Ele consegue em seu livro ser
abrangente sem ser raso, usa
dados, mas não abusa da numerália. Não é uma daquelas
obras que servem de referência
para os pesquisadores, mas
atinge bem o seu público-alvo:
as pessoas que querem pensar
o mundo e procuram alternativas para o consenso imposto
pela falta de reflexão.
Conseguir mostrar essa face
sombria sem ser pessimista ou
catastrofista é um dos pontos
positivos do autor. Mazower
passa os olhos por momentos
dramáticos da história sem
descambar em pieguice. Toma
posição, mas escapa das alternativas fáceis, como, por exemplo, apontar Hitler e Stálin como forças do mal que enganaram a população ou de apontar
Churchill como o bondoso premiê britânico que derrotava os
nazistas enquanto fumava charutos e fazia frases de efeito.
As personagens são importantes, mas são mostradas como resultado do pensamento
corrente da época, resultado
das tensões existentes.
Mas Mazower não deixa de
criar polêmicas. Ele coloca a
centralidade do pensamento
racial e a idéia do assassinato
em massa como a diferença básica entre os impérios nazista e
soviético. Um outro estudioso
de história ou de movimentos
sociais pode achar essa afirmação, para dizer o menos, generalizante demais.
Por causa do lado sombrio
tão decantado, o leitor pode estranhar a falta do lado positivo,
dos avanços inegáveis das relações humanas, econômicas e
políticas. Mas deve ter em
mente que o livro descreve
uma tese e uma das várias
nuanças da história européia
do século 20. Os inegáveis
avanços desse período histórico não são refutados, mas a
perspectiva da obra é outra.
Mazower é um especialista
em Bálcãs que ensina história
no prestigioso Birkbeck College, da Universidade de Londres. Entre seus livros está o
premiado "The Balkans: A
Short History", da Modern Library, ainda sem tradução para
o português.
Pois foi exatamente a Guerra
da Bósnia que deu ao professor
a idéia de fazer um retrato do
panorama sombrio do continente. Apesar de não se debruçar muito sobre o conflito balcânico, "Continente Sombrio"

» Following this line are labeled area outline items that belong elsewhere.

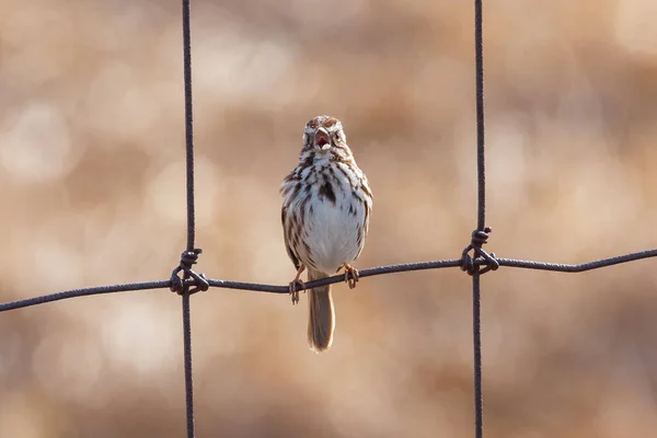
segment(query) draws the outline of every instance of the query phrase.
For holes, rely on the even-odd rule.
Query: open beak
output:
[[[318,130],[315,130],[314,143],[315,148],[321,150],[327,150],[328,148],[331,148],[331,137],[328,137],[328,132],[326,132],[326,129],[319,128]]]

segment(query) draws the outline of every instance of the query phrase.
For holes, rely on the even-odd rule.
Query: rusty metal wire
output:
[[[250,291],[288,293],[288,285],[261,285],[253,283],[208,279],[203,274],[192,269],[196,264],[200,249],[195,247],[195,203],[194,203],[194,137],[193,137],[193,101],[192,101],[192,55],[191,55],[191,4],[182,0],[183,5],[183,69],[185,90],[185,151],[186,151],[186,187],[187,187],[187,247],[181,255],[178,266],[173,269],[169,280],[131,283],[114,286],[99,286],[84,289],[72,289],[61,292],[0,303],[0,312],[44,304],[69,298],[85,297],[100,293],[114,293],[169,288],[182,297],[183,308],[183,342],[185,365],[185,401],[187,418],[187,437],[194,437],[194,393],[192,379],[192,323],[189,297],[197,291],[208,290],[209,287],[240,289]],[[496,257],[483,249],[487,243],[491,228],[485,226],[486,188],[485,188],[485,150],[484,150],[484,71],[483,71],[483,22],[482,0],[474,1],[474,46],[475,46],[475,96],[476,96],[476,132],[477,132],[477,221],[472,232],[470,244],[462,251],[460,258],[406,263],[379,266],[359,272],[360,278],[376,275],[395,274],[411,270],[439,269],[460,267],[472,276],[473,299],[473,371],[474,371],[474,413],[475,437],[483,436],[483,394],[482,394],[482,356],[481,356],[481,275],[502,267],[515,267],[535,270],[552,270],[560,273],[581,273],[603,268],[621,263],[656,257],[657,250],[646,250],[631,254],[601,258],[583,264],[544,263],[515,258]],[[472,252],[472,255],[470,255]],[[178,276],[182,273],[182,278]],[[344,275],[320,280],[308,281],[299,290],[344,281]]]

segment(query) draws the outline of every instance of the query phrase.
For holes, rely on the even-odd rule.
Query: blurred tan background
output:
[[[580,263],[657,247],[657,5],[485,2],[488,250]],[[177,1],[0,1],[0,300],[166,279],[185,246]],[[195,1],[198,270],[287,284],[280,180],[306,122],[344,123],[374,210],[360,268],[453,258],[475,227],[472,4]],[[483,277],[487,437],[649,436],[654,261]],[[470,278],[307,304],[193,298],[198,437],[470,437]],[[0,437],[182,437],[180,299],[0,314]]]

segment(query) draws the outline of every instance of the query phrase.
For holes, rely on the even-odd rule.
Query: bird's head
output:
[[[301,154],[323,157],[350,157],[342,123],[331,116],[316,116],[306,124]]]

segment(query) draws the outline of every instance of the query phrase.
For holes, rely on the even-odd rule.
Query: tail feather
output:
[[[326,275],[309,270],[308,280],[326,278]],[[325,351],[333,342],[335,309],[331,297],[331,285],[312,288],[308,291],[308,344],[313,351]]]

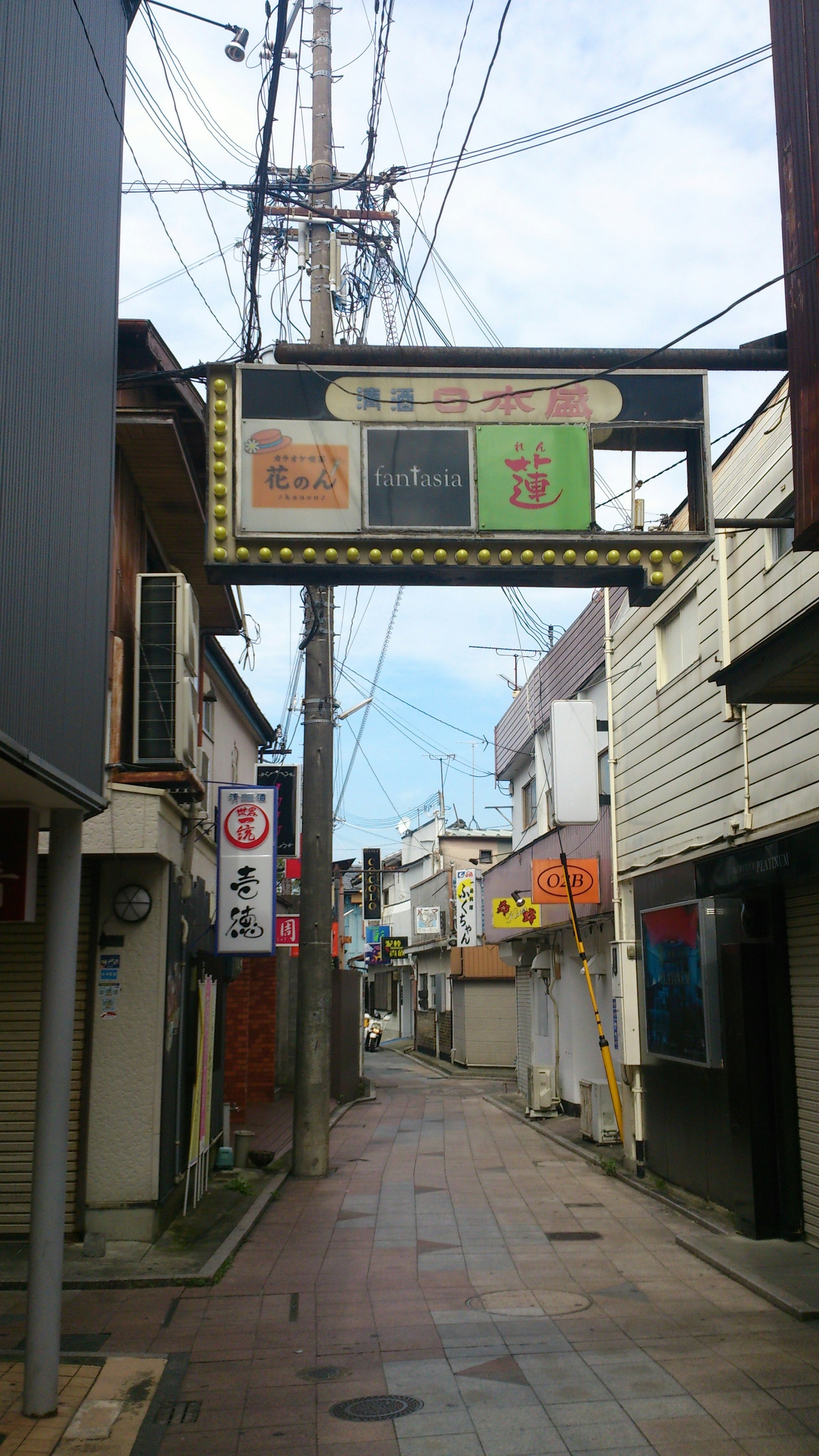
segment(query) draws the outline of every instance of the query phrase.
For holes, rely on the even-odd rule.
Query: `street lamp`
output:
[[[173,10],[173,15],[187,15],[189,20],[201,20],[204,25],[216,25],[220,31],[230,31],[233,39],[224,47],[229,61],[243,61],[248,32],[240,25],[226,25],[224,20],[210,20],[207,15],[195,15],[192,10],[181,10],[176,4],[166,4],[166,0],[144,0],[146,4],[156,4],[160,10]]]

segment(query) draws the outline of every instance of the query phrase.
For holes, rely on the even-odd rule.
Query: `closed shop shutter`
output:
[[[819,881],[785,895],[804,1232],[819,1243]]]
[[[26,1238],[29,1227],[39,992],[45,935],[45,855],[39,856],[38,871],[36,920],[32,925],[0,925],[0,1238]],[[77,1227],[83,1034],[93,879],[93,866],[83,862],[66,1185],[67,1235],[73,1235]]]
[[[517,1091],[529,1093],[529,1063],[532,1060],[532,973],[517,971],[514,976],[514,997],[517,1008]]]

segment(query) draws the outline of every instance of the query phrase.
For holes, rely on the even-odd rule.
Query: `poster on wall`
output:
[[[219,791],[216,954],[275,955],[275,788]]]
[[[654,1057],[708,1064],[705,964],[697,901],[643,911],[646,1045]]]

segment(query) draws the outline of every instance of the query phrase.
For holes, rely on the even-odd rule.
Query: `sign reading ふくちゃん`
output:
[[[216,951],[275,954],[277,789],[219,791]]]

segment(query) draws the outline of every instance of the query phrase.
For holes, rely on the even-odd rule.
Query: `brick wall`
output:
[[[273,1102],[275,1095],[275,957],[242,961],[242,973],[227,987],[224,1028],[224,1101],[235,1118],[249,1102]]]

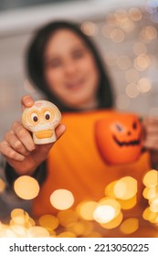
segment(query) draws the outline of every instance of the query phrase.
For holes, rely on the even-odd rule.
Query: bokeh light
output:
[[[120,227],[120,229],[124,234],[132,234],[139,229],[139,220],[136,218],[125,219]]]
[[[2,178],[0,178],[0,193],[2,193],[5,190],[5,187],[6,185],[5,181]]]
[[[68,189],[57,189],[50,196],[51,205],[58,209],[69,208],[74,203],[74,197]]]
[[[14,189],[19,197],[30,200],[38,195],[39,185],[35,178],[28,176],[22,176],[15,181]]]

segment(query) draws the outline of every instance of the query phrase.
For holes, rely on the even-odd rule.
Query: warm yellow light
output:
[[[18,238],[27,237],[27,229],[23,226],[12,225],[10,229],[16,235]]]
[[[114,186],[114,194],[117,198],[127,200],[137,193],[137,180],[132,176],[121,178]]]
[[[58,209],[68,209],[74,203],[74,197],[69,190],[57,189],[50,196],[51,205]]]
[[[142,195],[144,198],[146,199],[152,199],[156,196],[156,187],[145,187],[143,189]]]
[[[121,211],[121,205],[115,199],[104,197],[99,201],[93,218],[99,223],[108,223]]]
[[[142,182],[145,187],[153,187],[158,185],[158,171],[151,170],[145,174]]]
[[[99,223],[110,222],[115,217],[115,209],[111,206],[100,206],[93,214],[94,219]]]
[[[78,220],[70,227],[67,228],[68,231],[75,233],[77,236],[87,236],[91,233],[93,229],[92,222],[87,220]]]
[[[126,200],[119,199],[118,202],[121,204],[121,208],[122,209],[130,209],[132,208],[137,203],[137,196],[135,195],[133,197]]]
[[[27,229],[28,238],[48,238],[49,232],[43,227],[36,226]]]
[[[0,178],[0,193],[2,193],[5,188],[5,183]]]
[[[153,219],[154,219],[156,218],[156,216],[157,216],[156,212],[151,211],[150,207],[146,208],[142,213],[142,218],[145,220],[149,220],[149,221],[152,221]]]
[[[47,229],[49,232],[56,229],[58,227],[58,219],[53,215],[46,214],[39,218],[39,225]]]
[[[132,234],[139,229],[139,220],[136,218],[127,219],[121,224],[120,229],[124,234]]]

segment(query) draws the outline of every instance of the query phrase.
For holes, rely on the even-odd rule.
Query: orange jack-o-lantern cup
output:
[[[136,161],[142,151],[142,129],[138,117],[113,112],[96,123],[98,149],[109,165]]]

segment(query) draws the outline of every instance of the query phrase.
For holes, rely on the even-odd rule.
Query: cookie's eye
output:
[[[36,112],[32,112],[31,113],[31,120],[35,123],[37,123],[38,121],[38,116],[37,116],[37,113]]]
[[[51,118],[51,113],[50,113],[50,112],[47,111],[47,112],[45,112],[45,119],[46,119],[47,121],[48,121],[50,118]]]
[[[134,122],[134,123],[132,123],[132,128],[133,128],[134,130],[137,129],[137,123],[136,123],[136,122]]]
[[[123,127],[121,126],[121,123],[116,123],[116,129],[117,129],[117,131],[118,132],[122,132],[123,131]]]

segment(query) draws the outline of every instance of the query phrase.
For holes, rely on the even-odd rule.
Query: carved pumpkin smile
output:
[[[134,114],[107,113],[96,123],[95,138],[99,153],[107,164],[132,163],[141,155],[142,131]]]
[[[120,142],[115,135],[113,135],[113,140],[119,146],[129,146],[129,145],[138,145],[141,143],[141,140],[133,140],[130,142]]]

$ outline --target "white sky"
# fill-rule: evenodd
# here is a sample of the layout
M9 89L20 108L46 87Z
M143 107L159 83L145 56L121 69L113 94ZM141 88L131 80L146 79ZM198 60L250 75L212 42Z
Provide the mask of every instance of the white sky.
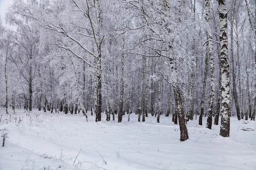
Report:
M4 17L4 14L7 7L12 3L12 0L0 0L0 15L1 18Z

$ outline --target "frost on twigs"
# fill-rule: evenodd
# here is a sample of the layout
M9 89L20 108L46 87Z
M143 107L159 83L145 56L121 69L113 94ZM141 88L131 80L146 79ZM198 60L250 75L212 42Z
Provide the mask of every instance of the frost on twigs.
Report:
M6 144L6 139L7 136L8 129L4 128L3 129L0 129L0 135L1 135L1 138L0 138L0 141L2 142L2 146L4 147Z

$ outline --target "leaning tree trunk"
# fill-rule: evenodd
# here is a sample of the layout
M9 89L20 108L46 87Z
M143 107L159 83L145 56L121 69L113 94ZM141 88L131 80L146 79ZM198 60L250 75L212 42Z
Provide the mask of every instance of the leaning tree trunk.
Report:
M220 40L221 42L221 120L220 135L229 137L230 128L230 71L227 48L228 11L226 0L218 0L218 11L220 18Z
M209 108L208 110L208 117L207 119L206 128L211 129L212 122L212 109L213 108L213 101L214 100L214 94L215 93L215 85L214 84L214 61L213 60L213 55L212 54L212 42L211 41L212 38L212 30L211 30L211 24L210 23L209 10L210 2L209 0L205 0L205 2L206 8L206 16L205 18L206 19L206 22L208 24L207 39L209 40L211 40L209 41L208 44L208 54L209 59L210 60L210 65L211 68L211 92L210 92L210 101L209 103Z
M118 122L122 121L123 115L123 107L124 105L124 93L125 91L125 83L124 82L124 67L125 63L125 33L123 34L122 39L122 60L121 63L121 76L120 78L120 104L119 111L118 111Z

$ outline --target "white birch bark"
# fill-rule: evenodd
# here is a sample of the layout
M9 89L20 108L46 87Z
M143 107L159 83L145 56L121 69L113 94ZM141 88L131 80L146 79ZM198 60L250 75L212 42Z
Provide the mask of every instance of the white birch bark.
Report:
M220 40L221 42L221 120L220 135L229 137L230 128L230 71L227 48L228 11L225 0L219 0L219 17L220 18Z
M209 6L210 2L209 0L205 0L205 7L206 9L206 19L207 24L207 37L208 40L212 40L212 30L211 29L211 24L210 23L209 16ZM208 54L210 60L210 66L211 68L211 81L210 92L210 101L209 107L208 110L208 117L206 127L209 129L212 129L212 110L213 108L213 102L214 100L214 94L215 93L215 85L214 80L215 79L214 75L214 61L213 60L213 55L212 54L213 47L212 41L209 41L208 44Z
M118 122L121 122L122 121L123 105L124 105L124 93L125 91L125 83L124 82L124 67L125 65L125 33L123 33L122 37L122 59L121 63L121 76L120 77L120 104L119 105L119 110L118 111Z

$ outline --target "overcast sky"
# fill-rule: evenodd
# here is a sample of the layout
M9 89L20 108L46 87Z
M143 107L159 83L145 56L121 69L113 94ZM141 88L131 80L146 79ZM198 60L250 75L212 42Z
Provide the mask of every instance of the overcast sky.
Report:
M0 15L3 18L8 6L12 4L12 0L0 0Z

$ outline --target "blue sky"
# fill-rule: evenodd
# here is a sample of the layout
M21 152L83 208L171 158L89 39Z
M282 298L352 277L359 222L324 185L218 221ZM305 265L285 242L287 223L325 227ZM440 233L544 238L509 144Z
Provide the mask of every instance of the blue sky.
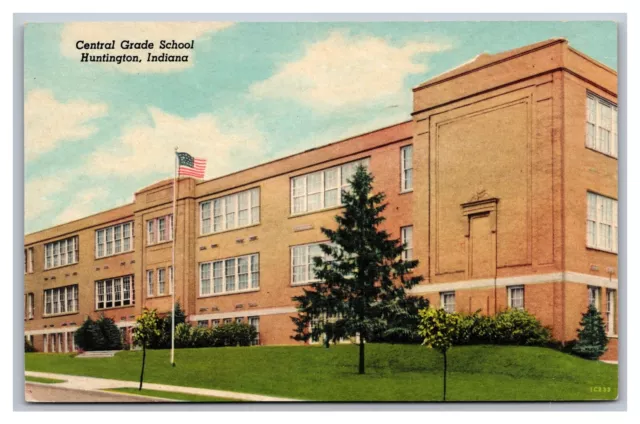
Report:
M27 25L25 233L132 201L173 176L175 146L224 175L407 120L412 87L552 37L616 69L611 22ZM146 38L195 48L186 64L120 66L75 48Z

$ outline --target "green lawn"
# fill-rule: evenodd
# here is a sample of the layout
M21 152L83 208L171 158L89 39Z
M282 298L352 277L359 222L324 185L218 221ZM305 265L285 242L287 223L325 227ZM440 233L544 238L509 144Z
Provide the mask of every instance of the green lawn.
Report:
M234 399L217 398L213 396L191 395L188 393L166 392L164 390L149 390L143 388L138 390L132 387L118 387L116 389L105 389L106 392L127 393L132 395L153 396L163 399L181 400L185 402L240 402Z
M55 384L55 383L64 383L67 380L58 380L56 378L32 377L29 375L25 375L24 381L31 381L33 383Z
M417 345L369 344L367 374L358 375L358 347L262 346L179 349L147 354L145 381L324 401L439 401L442 356ZM29 371L136 381L142 352L75 359L25 354ZM618 367L552 349L454 347L448 354L447 400L615 399Z

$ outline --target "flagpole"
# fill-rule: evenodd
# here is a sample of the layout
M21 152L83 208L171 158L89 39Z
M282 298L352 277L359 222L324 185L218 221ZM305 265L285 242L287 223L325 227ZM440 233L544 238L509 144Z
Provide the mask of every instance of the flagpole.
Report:
M175 328L176 328L176 224L178 222L178 217L176 216L176 199L178 193L177 181L178 181L178 148L175 148L175 152L173 155L173 217L171 224L171 238L173 240L173 245L171 247L171 269L173 270L171 273L172 281L169 284L173 283L173 290L171 290L171 365L176 366L174 361L174 350L175 350Z

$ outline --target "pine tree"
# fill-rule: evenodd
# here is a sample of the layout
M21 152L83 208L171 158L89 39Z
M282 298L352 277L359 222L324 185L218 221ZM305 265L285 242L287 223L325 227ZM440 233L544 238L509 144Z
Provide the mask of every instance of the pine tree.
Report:
M314 257L319 283L293 297L298 304L296 340L310 337L359 339L358 372L365 373L365 342L376 334L389 332L397 307L406 298L406 289L423 280L409 275L418 261L401 259L404 246L380 229L387 203L384 193L372 194L373 177L358 166L349 180L351 189L342 192L344 211L337 215L336 230L321 228L330 240L321 244L324 257ZM324 317L330 324L309 324ZM326 334L330 333L330 334Z
M589 305L587 312L582 314L580 321L582 328L578 329L578 341L573 347L573 353L586 359L598 359L607 351L607 334L602 315L593 305Z

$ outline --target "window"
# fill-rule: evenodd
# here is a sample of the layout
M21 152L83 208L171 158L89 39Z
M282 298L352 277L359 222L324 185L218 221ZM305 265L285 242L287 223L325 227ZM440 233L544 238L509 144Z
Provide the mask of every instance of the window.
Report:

nos dá pistas de como ainda é
possível que um embate genocida tome lugar na avançada
Europa.
O ponto baixo está na tradução, um dos maiores problemas editoriais no país. A tradução de "Continente Sombrio"
está eivada de pequenos problemas, alguns graves. Um
exemplo: em certo ponto, ao
descrever a retomada do padrão ouro pelos britânicos depois da Primeira Guerra, num
processo que foi concluído em
1925, Winston Churchill é descrito como chanceler.
À época, o futuro premiê britânico ocupava o cargo de
"chancellor of Exchequer", ou
seja, algo como secretário do
Tesouro. A tradução simples
para chanceler é absurda e um
verdadeiro atentado quando
perpetrada num livro sério de
história.
(RODRIGO UCHÔA)
Continente Sombrio
Dark Continent: Europe's Twentieth
Century
Autor: Mark Mazower
Editora: Companhia das Letras
Quanto: R$ 38 (499 págs.)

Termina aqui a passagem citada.